# Keeping goats out of the feeder



## that's*satyrical (Jan 14, 2013)

So every time my goats see me with food they jump up with their dirty feet and put them in the feeder out of excitement. It wouldn't make me cringe quite so much if it wasn't such a muddy disgusting mess outside the last few weeks. It doesn't matter up high or down low they still jump up and put their feet in it. Any ideas? I'm thinking I might try to put a lip around the edge that is at an angle in toward the feeder so when they jump up most of the muck on their feet slides down the lip. The only other thing I could think of is putting a small closed in area around the feeder and only letting them in after the feed is already in the bin. Both options seem like a bit of work though so I'm looking for other ideas.


----------



## Pearce Pastures (Jan 14, 2013)

Do you have a picture of your feeder?


----------



## that's*satyrical (Jan 14, 2013)

I don't yet have a pic. I have 2 side by side in the does' pen. One is the black plastic goat trough from Tractor Supply and the other is a homemade one of wood it is almost like a window box for flowers the front of it angles towards the goats though. Those are for the does and they are closer to the ground so the doelings can reach. The bucks have the same one from the Tractor Supply and it is up higher off the ground and they can just reach to eat out of it but they still get excited and jump up and put their feet in it so apparently moving it up won't help, and the younger does won't be able to reach it that if I move theirs up that way.


----------



## SassyKat6181 (Jan 14, 2013)

I feed mine with a bowl and pick it up as soon as they are done.  Makes it easy to clean and keeps feet out.

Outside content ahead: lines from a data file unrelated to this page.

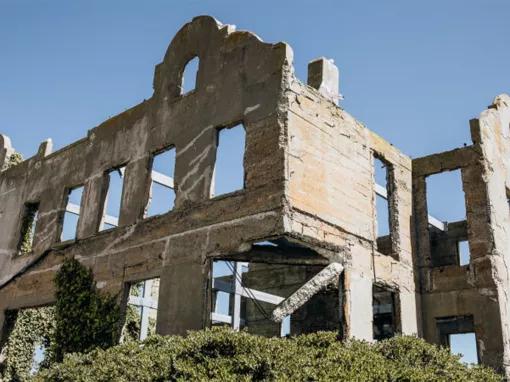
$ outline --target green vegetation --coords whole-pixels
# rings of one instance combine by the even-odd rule
[[[25,381],[32,370],[36,345],[47,349],[46,360],[52,358],[48,347],[55,332],[55,311],[52,307],[41,307],[7,313],[10,335],[2,347],[5,362],[0,363],[0,380]]]
[[[9,161],[7,162],[7,168],[14,167],[17,164],[20,164],[21,162],[23,162],[23,155],[21,155],[20,153],[13,153],[9,157]]]
[[[34,239],[35,224],[37,222],[37,204],[26,204],[23,221],[21,222],[21,240],[18,244],[18,254],[25,255],[32,251],[32,241]]]
[[[67,259],[55,277],[55,341],[53,353],[86,353],[118,342],[120,310],[114,296],[100,294],[92,270]]]
[[[70,354],[36,381],[502,381],[414,337],[369,344],[322,332],[265,338],[229,329],[154,336]]]

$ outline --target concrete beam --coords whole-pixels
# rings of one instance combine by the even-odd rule
[[[312,277],[306,284],[291,294],[280,305],[278,305],[271,314],[271,320],[282,322],[289,314],[294,313],[303,306],[310,298],[321,289],[328,286],[343,272],[344,267],[340,263],[328,265],[322,271]]]

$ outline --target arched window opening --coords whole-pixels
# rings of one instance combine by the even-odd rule
[[[181,94],[187,94],[195,90],[197,85],[197,76],[198,76],[198,67],[199,67],[199,58],[193,57],[189,60],[184,67],[184,71],[182,73],[182,83],[181,83]]]

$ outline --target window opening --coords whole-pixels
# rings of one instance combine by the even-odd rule
[[[374,339],[391,338],[396,333],[395,292],[378,285],[373,287]]]
[[[474,332],[450,334],[449,342],[451,353],[461,355],[461,362],[467,364],[478,364],[476,335]]]
[[[227,194],[244,188],[246,132],[242,124],[218,131],[216,163],[211,195]]]
[[[271,337],[340,328],[338,282],[312,296],[282,322],[271,319],[273,310],[324,269],[323,266],[217,260],[212,267],[214,326],[246,329]]]
[[[469,260],[471,254],[469,252],[469,242],[467,240],[461,240],[457,243],[458,251],[459,251],[459,264],[467,265],[469,264]]]
[[[122,190],[124,187],[124,173],[126,166],[108,172],[108,192],[103,208],[100,231],[119,225],[120,209],[122,205]]]
[[[460,170],[430,175],[427,182],[428,213],[441,222],[466,219],[466,204]]]
[[[18,243],[18,253],[20,255],[25,255],[32,251],[38,217],[39,203],[26,203],[24,206],[20,240]]]
[[[64,211],[62,233],[60,235],[61,241],[76,239],[82,196],[83,186],[71,188],[67,191],[66,209]]]
[[[374,156],[376,244],[377,250],[385,255],[392,254],[389,171],[390,165],[383,159]]]
[[[181,94],[187,94],[195,90],[197,86],[197,76],[200,60],[198,57],[193,57],[186,63],[182,73]]]
[[[156,333],[159,278],[130,285],[122,341],[144,340]]]
[[[147,217],[164,214],[174,208],[175,148],[154,155]]]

* edited to add - feed their grain in a bowl.


----------



## Pearce Pastures (Jan 15, 2013)

SassyKat6181 said:
			
		

> I feed mine with a bowl and pick it up as soon as they are done.  Makes it easy to clean and keeps feet out.

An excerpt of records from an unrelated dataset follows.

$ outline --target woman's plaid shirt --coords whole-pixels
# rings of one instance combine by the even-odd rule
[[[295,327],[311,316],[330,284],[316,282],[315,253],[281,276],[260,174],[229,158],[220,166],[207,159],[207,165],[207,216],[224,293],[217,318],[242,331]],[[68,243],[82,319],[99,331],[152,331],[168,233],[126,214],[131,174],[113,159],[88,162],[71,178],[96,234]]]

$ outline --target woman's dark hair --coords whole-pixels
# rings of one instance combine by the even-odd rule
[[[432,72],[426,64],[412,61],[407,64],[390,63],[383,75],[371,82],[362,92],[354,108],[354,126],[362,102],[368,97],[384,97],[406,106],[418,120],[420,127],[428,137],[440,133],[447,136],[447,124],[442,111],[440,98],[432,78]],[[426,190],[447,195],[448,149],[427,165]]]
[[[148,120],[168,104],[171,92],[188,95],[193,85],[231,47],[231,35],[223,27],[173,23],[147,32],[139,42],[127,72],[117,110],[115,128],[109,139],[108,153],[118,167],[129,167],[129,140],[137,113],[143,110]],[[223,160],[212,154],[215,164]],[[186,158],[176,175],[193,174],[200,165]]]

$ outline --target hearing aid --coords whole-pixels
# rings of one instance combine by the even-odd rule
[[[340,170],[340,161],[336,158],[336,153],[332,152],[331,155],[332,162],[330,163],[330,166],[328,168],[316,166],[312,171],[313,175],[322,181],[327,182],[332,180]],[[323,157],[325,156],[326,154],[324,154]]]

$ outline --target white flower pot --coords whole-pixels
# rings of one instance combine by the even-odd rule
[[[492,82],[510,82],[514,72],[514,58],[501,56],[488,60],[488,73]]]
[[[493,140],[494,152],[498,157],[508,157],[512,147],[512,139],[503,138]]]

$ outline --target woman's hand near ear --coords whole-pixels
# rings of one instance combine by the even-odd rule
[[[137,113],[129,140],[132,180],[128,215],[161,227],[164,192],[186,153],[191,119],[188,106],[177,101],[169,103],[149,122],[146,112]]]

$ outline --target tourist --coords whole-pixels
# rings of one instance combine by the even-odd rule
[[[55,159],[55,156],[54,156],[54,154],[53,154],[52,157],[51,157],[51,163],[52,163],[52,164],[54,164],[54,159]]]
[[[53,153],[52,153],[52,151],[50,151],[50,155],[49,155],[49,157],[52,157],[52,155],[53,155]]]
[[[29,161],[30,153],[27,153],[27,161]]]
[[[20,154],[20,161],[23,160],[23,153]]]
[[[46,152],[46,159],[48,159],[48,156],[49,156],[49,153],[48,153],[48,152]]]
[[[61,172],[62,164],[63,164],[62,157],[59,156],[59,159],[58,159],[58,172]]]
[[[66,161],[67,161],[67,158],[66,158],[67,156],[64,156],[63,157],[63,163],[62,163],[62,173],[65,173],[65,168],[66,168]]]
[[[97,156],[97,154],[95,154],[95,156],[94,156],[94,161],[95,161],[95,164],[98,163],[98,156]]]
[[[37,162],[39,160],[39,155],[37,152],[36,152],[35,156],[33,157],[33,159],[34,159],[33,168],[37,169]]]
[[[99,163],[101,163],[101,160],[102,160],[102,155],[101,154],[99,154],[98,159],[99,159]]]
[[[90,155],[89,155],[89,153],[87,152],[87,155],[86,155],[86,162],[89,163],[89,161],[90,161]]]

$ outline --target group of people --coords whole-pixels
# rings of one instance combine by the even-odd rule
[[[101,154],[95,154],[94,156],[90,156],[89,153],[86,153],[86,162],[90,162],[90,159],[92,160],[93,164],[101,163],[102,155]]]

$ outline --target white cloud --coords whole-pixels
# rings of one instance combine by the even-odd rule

Hay in a bowl or feed?  That would have to be a really big bowl to fit all the hay a goat eats in a day, so I am guessing you mean feed  .


Oh, I thought we were talking hay feeder at first.  I have that black trough too and the goats don't stand on it---you maybe have some silly goats   .  But we had a leak problem when the wind would blow in the area we had the trough in and built a little roof thing over it to keep it dry---I bet mine don't stand on it because they would bonk their heads.  Maybe that would work for you...here is pic (not the greatest and pardon the tarp wall---we were trying to keep the barn cooler).


----------



## pdpo222 (Jan 15, 2013)

We had that problem with one dwarf doe.  So we nailed a board above it so she couldn't jump in it.  Left enough room so they could eat and lift their heads, but that was it.  She didn't like it, but at least it kept it clean.


----------



## that's*satyrical (Jan 15, 2013)

Ooohh I like the cover idea. Why didn't I think of that?  Would also keep the feed from getting wet if it's pouring rain for 4 week straight like it just did......  Maybe we will give that a shot. Thanks!!!


----------



## pdpo222 (Jan 15, 2013)

Just make sure the cover is low enough so she still can't squeeze in.  The harder you make it the less she'll try it.  Since she only does it at feeding times and not sleeping in it at other times the cover should do the trick.  Good luck!


----------